Wien. Der breite Einsatz von künstlicher Intelligenz (KI) in der Medizin könnte helfen, schwere Krankheiten früher zu erkennen, Millionen von Menschen besser zu therapieren - und in Europa die prognostizierten Gesundheits- und Folgekosten binnen zehn Jahren um eine dreistellige Milliardensumme zu senken. Zu diesem Ergebnis kommt die Studie "Sherlock in Health" des Beratungsunternehmens PwC.
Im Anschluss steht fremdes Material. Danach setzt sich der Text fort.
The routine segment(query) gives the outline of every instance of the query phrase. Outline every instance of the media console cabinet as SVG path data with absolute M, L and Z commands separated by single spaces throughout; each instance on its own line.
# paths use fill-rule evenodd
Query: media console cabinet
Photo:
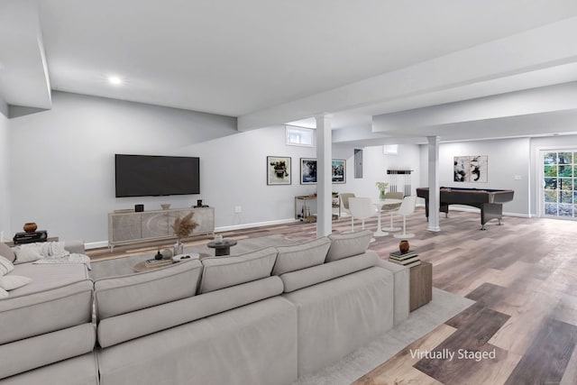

Gesundheitsausgaben gehören zu den größten Ausgabenposten moderner Volkswirtschaften. In Österreich betrugen sie im Jahr 2014 rund 33,8 Milliarden Euro, das entsprach 10,3 Prozent des BIP und einem Platz im EU-Spitzenfeld. Diese Ausgaben werden weiter steigen, zum Teil deshalb, weil die Bevölkerung in Europa weiter altert: Im Jahr 2040 werden bereits 26 Prozent der Menschen älter als 65 Jahre sein.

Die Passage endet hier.